AMD's Deccan, Kerala Slated for Ultrabooks
AMD is eying the ultrabook form factor with its Deccan and Kerala platforms.
AMD has reportedly made plans to launch the Deccan platform in 2012 followed by the Kerala platform in 2013, both aimed for the ultrabook-like form factor. The company is supposedly looking to increase its current 10-percent share of the global notebook CPU market by jumping into the new ultrabook craze.
According to reports, the company is slated to launch its Deccan platform in June 2012 which will feature 28-nm Krishna and Wichita-based APUs. It will then upgrade to the Kerala platform featuring Kabini-based APUs in 2013. However once AMD upgrades with the latter Kerala platform, the "extraordinary" improvement in overall performance and power consumption will supposedly put the company in a better position to compete with Intel's Ivy Bridge platform in 2012 and its Haswell platform in 2013.
On the traditional notebook front, the company has already launched its Llano-based Sabine platform to replace Danube. However, due to weak 32-nm yield rates and production issues stemming from Globalfoundaries, supplies of Llano APUs has been limited, which in turn may have an impact AMD's plans for the notebook market.
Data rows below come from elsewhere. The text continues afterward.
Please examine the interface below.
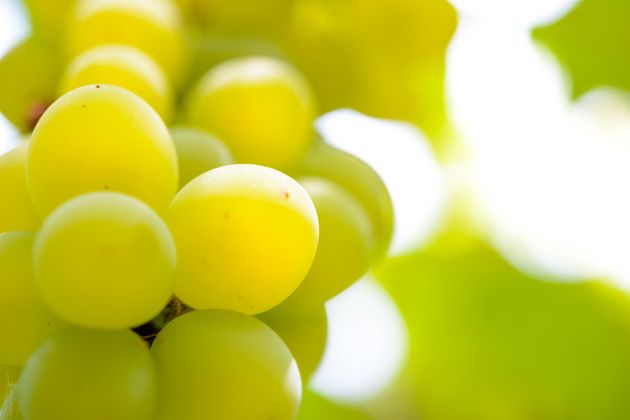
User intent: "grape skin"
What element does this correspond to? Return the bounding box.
[33,192,176,329]
[167,164,318,314]
[151,311,302,420]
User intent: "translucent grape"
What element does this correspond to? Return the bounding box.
[0,37,60,133]
[26,85,177,216]
[34,192,175,328]
[258,298,328,384]
[0,232,60,366]
[171,127,234,188]
[0,143,40,233]
[59,45,173,122]
[16,327,157,420]
[290,177,374,307]
[151,311,302,420]
[66,0,187,85]
[186,57,315,169]
[292,141,394,259]
[0,365,20,407]
[168,164,318,314]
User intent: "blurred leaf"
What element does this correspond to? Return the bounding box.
[534,0,630,97]
[285,0,456,139]
[379,236,630,420]
[297,391,371,420]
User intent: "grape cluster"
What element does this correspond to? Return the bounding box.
[0,0,392,420]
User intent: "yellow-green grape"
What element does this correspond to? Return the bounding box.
[177,0,294,34]
[26,85,177,216]
[16,327,157,420]
[168,164,318,314]
[151,311,302,420]
[292,141,394,259]
[59,45,173,122]
[186,57,315,169]
[0,365,20,407]
[0,143,40,233]
[258,298,328,384]
[0,232,60,366]
[0,37,60,133]
[171,127,234,188]
[291,177,374,306]
[66,0,187,85]
[24,0,76,37]
[33,192,176,329]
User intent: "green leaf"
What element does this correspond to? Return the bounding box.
[534,0,630,97]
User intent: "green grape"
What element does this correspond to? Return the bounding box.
[59,45,173,122]
[258,298,328,384]
[171,127,234,188]
[0,232,60,366]
[26,85,177,216]
[291,177,374,306]
[0,386,24,420]
[24,0,76,37]
[168,164,318,314]
[186,56,315,169]
[293,141,394,259]
[16,327,157,420]
[177,0,294,34]
[33,192,175,329]
[0,37,60,133]
[0,143,40,233]
[151,311,302,420]
[66,0,187,85]
[0,365,20,408]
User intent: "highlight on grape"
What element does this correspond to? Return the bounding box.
[0,0,393,420]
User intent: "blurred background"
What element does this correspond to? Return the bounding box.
[0,0,630,420]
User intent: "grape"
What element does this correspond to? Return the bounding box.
[24,0,76,37]
[0,232,60,366]
[66,0,186,85]
[0,143,40,233]
[16,327,157,420]
[177,0,294,33]
[171,127,234,188]
[33,192,175,329]
[60,45,173,122]
[292,141,394,260]
[168,164,318,314]
[258,298,328,384]
[0,365,20,406]
[26,85,177,216]
[186,57,315,169]
[151,311,302,420]
[291,177,374,306]
[0,37,60,133]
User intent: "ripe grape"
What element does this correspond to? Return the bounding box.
[0,143,40,233]
[290,177,374,307]
[257,298,328,384]
[0,37,60,133]
[33,192,175,329]
[171,127,234,188]
[0,365,20,406]
[186,57,315,169]
[66,0,186,85]
[151,311,302,420]
[0,232,60,366]
[16,327,157,420]
[26,85,177,216]
[168,164,318,314]
[292,141,394,259]
[59,45,173,122]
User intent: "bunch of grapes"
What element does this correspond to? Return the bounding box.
[0,0,392,420]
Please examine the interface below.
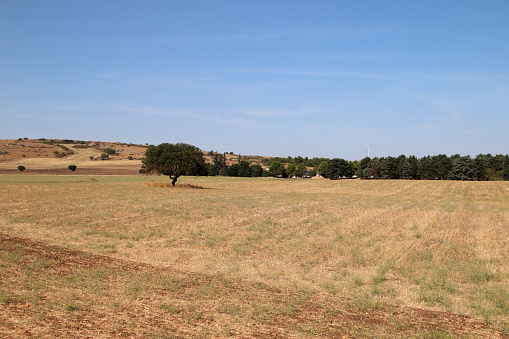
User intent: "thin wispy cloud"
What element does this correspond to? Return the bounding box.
[152,28,393,45]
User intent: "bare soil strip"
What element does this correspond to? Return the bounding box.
[0,233,503,338]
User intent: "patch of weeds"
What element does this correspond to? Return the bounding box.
[467,259,497,284]
[353,277,364,286]
[90,268,108,280]
[205,236,228,248]
[352,251,366,266]
[65,301,80,312]
[371,286,385,297]
[27,258,57,271]
[325,310,343,316]
[198,282,219,297]
[423,330,456,339]
[485,285,509,315]
[418,270,456,306]
[349,292,382,311]
[0,252,24,267]
[0,291,20,305]
[372,274,387,285]
[83,228,99,236]
[159,304,182,314]
[253,305,275,321]
[217,304,243,317]
[324,282,338,295]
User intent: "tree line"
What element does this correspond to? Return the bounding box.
[140,144,509,184]
[207,154,509,181]
[319,154,509,181]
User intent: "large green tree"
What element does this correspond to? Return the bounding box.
[142,143,205,186]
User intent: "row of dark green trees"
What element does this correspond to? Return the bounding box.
[140,143,509,185]
[204,153,509,181]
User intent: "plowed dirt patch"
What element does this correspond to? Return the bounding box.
[0,234,503,338]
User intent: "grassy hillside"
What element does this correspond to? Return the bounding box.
[0,139,270,175]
Still, But AMD is pushing forward nonetheless with its Comal platform featuring Trinity-based APUs in 2012 followed by the Indus platform featuring Kaven-based APUs in 2013.
As for tablets, AMD is attacking the business sector this year with the Brazos platform and Windows 7. However by Q2 2012, AMD will launch the Brazos-T platform featuring Hondo APUs, and then the Samara platform in 2013.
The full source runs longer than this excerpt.